En application des articles L.743-9 et L. 743-24 du Code de l’Entrée et du Séjour des Etrangers et du Droit d’Asile il a été rappelé à l’intéressé, assisté de Me Nina PENEL, avocat au Barreau de BOULOGNE-SUR-MER et commis d’office, les droits qui lui sont reconnus pendant la rétention et a été informé des possibilités et des délais de recours contre toutes les décisions le concernant ; qu’il a été entendu en ses observations.
L’intéressé déclare : Je souhaite être assisté d’un avocat.
Me Nina PENEL entendu en ses observations : Monsieur est entré avec un visa d’un an et il aurait pu faire une demande de carte de séjour mais Monsieur ne l’a pas fait, il indique qu’il ne voulait pas que sa famille sache qu’il est en France.

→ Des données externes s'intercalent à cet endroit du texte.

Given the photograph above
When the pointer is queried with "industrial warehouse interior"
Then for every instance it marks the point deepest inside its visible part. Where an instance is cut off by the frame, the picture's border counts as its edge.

Je n’ai pas d’éléments à soulever dans ce dossier. Je ne soutiens pas le recours.
L’intéressé déclare : Je veux voir un interprète en indonésien car j’ai des difficultés en anglais. Non je ne comprends pas. Avec la police, les personnes utilisaient google translate pour communiquer avec moi. Il y avait un interprète mais il utilisait google translate. Je comprends l’anglais avec google. Je comprends un peu l’anglais. J’aurais voulu parler en indonésien.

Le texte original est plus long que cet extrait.